The pipeline will perform some QC steps on a complete WGS dataset, on both variants and samples.
Variant related QC and metrics:
- VQSR reapply
- HWE
- Heterozygosity rate
- Call rate
- Allele Frequency comparison with outbred populations
For a subset of individuals (all the INGI-FVG samples) also the following information were extracted:
- Allele Frequency comparison with available snp array data
- Non Reference Discordance (NRD) comparison with available snp array data
Sample related:
- Singleton distribution
- Missingness
- Coverage
- Heterozygosity rate
- PCA
- PCA with 1000G
The pipeline will generate lists of samples or sites flagged for removal to generate the final dataset. Only sites exceeding the user specified thresholds for HWE pvalue and missing rate will be removed automatically.
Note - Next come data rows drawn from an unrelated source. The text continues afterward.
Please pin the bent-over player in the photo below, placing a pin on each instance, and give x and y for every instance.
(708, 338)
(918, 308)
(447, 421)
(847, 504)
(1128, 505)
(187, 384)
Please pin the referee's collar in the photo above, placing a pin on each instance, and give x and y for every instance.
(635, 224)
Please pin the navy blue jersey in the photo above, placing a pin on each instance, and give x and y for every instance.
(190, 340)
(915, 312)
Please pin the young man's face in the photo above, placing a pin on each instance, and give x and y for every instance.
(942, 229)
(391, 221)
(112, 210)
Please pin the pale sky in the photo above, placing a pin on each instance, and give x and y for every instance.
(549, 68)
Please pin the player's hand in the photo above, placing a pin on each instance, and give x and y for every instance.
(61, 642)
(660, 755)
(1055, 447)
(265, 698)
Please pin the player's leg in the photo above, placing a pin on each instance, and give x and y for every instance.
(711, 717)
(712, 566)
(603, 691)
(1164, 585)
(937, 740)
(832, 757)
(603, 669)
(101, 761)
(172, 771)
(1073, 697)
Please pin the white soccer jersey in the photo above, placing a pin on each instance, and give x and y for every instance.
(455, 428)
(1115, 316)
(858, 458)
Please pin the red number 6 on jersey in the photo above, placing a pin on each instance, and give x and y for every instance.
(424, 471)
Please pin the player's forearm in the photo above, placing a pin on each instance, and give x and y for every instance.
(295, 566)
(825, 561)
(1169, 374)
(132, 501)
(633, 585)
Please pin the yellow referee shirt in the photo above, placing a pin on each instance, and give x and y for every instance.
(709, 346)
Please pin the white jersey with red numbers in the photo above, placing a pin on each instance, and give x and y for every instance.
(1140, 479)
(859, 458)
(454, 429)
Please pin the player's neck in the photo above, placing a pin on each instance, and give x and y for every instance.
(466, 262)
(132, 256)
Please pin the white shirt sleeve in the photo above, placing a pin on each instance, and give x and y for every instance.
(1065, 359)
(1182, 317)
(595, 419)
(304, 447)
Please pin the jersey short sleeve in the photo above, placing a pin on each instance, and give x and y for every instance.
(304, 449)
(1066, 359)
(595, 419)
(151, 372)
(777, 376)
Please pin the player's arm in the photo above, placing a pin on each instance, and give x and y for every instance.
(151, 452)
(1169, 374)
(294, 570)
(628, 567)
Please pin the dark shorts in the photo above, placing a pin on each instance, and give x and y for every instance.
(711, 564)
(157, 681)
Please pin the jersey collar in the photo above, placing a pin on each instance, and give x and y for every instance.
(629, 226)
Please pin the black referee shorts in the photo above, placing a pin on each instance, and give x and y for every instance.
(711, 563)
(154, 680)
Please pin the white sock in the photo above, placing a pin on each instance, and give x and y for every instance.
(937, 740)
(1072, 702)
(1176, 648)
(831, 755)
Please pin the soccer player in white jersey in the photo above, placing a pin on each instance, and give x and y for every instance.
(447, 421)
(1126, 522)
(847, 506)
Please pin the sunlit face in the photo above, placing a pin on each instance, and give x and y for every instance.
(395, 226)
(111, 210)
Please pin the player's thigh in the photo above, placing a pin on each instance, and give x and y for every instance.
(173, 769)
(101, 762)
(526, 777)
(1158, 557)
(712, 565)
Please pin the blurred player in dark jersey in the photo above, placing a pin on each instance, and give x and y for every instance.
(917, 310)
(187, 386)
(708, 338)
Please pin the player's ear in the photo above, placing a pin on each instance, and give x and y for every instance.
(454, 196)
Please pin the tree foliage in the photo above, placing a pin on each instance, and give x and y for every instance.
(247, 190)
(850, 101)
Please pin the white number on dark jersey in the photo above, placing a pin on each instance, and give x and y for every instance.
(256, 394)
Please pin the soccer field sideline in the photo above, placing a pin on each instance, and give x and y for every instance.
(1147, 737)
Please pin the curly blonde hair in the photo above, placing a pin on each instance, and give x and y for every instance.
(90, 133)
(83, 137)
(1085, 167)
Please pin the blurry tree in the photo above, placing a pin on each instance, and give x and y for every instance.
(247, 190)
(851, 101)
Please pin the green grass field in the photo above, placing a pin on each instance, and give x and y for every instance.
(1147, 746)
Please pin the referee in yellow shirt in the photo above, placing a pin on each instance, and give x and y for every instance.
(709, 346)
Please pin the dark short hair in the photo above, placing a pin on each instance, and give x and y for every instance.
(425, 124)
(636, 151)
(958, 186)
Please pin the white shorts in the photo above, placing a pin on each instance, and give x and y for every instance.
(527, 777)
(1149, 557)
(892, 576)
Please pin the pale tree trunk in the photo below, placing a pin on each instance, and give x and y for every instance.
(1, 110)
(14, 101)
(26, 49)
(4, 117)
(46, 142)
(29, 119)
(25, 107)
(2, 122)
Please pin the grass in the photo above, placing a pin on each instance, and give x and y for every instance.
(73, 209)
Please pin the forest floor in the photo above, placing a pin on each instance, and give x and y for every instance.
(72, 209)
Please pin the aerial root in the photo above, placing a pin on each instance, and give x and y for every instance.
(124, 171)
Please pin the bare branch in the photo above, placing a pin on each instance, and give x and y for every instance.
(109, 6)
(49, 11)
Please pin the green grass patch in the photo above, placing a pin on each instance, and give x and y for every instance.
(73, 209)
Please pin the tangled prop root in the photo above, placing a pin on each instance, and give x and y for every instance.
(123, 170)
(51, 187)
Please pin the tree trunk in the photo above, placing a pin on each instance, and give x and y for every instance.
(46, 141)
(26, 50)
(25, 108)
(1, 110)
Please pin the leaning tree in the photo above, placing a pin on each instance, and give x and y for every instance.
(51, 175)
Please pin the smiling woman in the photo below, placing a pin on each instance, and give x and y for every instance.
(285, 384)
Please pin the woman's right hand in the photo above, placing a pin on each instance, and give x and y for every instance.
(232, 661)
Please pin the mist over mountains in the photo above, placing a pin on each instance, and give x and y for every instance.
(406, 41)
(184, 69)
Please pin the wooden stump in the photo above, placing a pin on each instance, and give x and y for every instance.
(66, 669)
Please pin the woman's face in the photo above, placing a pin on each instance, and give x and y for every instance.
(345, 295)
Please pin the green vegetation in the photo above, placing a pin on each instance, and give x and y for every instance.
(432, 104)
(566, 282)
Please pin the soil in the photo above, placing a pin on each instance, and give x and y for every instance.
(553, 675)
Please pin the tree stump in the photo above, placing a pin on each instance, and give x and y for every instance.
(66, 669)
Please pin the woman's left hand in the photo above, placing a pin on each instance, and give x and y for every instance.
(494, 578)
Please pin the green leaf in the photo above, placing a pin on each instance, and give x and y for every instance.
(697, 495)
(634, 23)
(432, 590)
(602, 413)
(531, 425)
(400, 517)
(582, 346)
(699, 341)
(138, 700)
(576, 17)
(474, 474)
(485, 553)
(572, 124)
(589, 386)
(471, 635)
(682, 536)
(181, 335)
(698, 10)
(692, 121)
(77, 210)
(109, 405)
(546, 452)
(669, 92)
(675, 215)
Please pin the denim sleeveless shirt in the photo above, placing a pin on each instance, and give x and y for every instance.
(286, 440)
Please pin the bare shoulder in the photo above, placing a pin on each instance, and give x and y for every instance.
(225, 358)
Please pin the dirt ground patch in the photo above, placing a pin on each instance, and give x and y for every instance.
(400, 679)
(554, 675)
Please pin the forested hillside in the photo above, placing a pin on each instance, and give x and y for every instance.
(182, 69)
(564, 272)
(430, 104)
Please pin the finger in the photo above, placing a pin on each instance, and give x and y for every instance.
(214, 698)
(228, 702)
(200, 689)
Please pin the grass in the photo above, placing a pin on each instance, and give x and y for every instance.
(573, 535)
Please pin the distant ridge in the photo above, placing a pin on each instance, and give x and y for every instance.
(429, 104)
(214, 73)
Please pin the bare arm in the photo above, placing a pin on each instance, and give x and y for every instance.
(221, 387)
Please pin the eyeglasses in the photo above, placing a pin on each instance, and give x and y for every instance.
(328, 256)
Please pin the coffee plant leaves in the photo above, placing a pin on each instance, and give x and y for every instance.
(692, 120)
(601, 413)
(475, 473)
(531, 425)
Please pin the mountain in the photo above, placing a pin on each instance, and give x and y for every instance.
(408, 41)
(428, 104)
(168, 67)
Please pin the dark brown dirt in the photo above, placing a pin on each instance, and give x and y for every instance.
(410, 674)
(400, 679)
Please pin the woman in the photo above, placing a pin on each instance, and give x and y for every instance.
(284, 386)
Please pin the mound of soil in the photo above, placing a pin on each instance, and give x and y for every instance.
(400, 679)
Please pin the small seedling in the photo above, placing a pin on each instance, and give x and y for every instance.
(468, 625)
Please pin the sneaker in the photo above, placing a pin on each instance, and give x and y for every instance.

The pipeline will generate the following plots, to help data interpretation:
- Singletons vs NRD
- Allele Frequency comparison with outbred pop (all variants)
- Allele Frequency comparison with outbred pop (most diverse variants)
- Allele Frequency comparison with SNP array data (all variants)
- Allele Frequency comparison with SNP array data (most diverse variants)
- Read Depth (DP) vs Singletons
- Het Rate distribution by sample
- PCA
- PCA with 1000G
The final data release has to be generated by hand, excluding samples and sites following the evaluation of the generated summaries (tables and plots).
In order to run the pipeline, there are some requirements to fullfill and some set up needs to be perfomed. In this current version, the pipeline is tested and configured to be run on the ORFEO cluster . It is possible to run the pipeline on the Apollo cluster, but it will require to manually specify the location of all software binaries in the provided config file.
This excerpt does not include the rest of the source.